We need to drive an important shift to change the relationship between the health service, clinicians, patients and their families. The future model of care is one where patients and their families are active partners in healthy communities, not just consumers of NHS services. This needs to include a more grown up conversation about managing risk across the health and care system. 

The NHS has strengthened mechanisms to support staff with raising patient safety concerns following Sir Robert Francis QC’s report into Mid Staffordshire NHS Foundation Trust by establishing the National Guardian’s Office and Freedom to Speak Up Guardians, which are now embedded in every trust.

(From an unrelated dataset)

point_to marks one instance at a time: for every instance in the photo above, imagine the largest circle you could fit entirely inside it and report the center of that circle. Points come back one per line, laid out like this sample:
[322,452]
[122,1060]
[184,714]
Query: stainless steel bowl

Whilst the NHS Staff Survey indicated modest progress on staff feeling more comfortable with raising patient safety concerns from the period of 2017-2019 and into the pandemic, this has almost been reversed in recent years which is worrying and reflects growing pressure on services and longer waits for care. 

The key to improving whistleblowing and addressing patient safety concerns is having good systems and processes in place alongside a healthy speaking up culture. NHS Employers works closely with the National Guardian’s Office to raise awareness and we share best practice and develop resources to support our members with this.

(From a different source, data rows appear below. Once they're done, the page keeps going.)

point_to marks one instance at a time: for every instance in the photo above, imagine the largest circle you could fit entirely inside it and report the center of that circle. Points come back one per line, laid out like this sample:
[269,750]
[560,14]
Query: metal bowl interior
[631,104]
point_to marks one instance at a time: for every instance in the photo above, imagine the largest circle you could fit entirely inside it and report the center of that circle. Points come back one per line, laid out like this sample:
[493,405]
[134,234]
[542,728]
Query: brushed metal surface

The Messenger Review has placed a welcome focus on NHS leadership and management; a vital element of delivering quality care. But for it to make a difference, the requisite funding, support and resourcing must be provided by government to ensure leaders across health can deliver on its recommendations.  It is impossible to have this conversation about leadership and patient safety without doing so in the context NHS leaders find themselves in. 

It is important to note that high-performing health systems require investment in effective management and the NHS continues to be under-managed in comparison to other sectors.

Our members accept that regulation of senior leaders across health and social care will enhance confidence in accountability for patient safety across all areas of leadership. However, increased regulation should not be considered a silver bullet for the NHS’s ails but should go hand in hand with a wider, holistic review of potential actions that could strengthen the NHS and patient safety.

During our engagement with members, NHS leaders have been clear that the expectations of any regulatory process must be realistic and understandable in their objectives as to the ultimate purpose of regulation. 

It is important that any action which aims to improve patient safety enables a consistently experienced cultural shift in the way the NHS and its professions address these issues.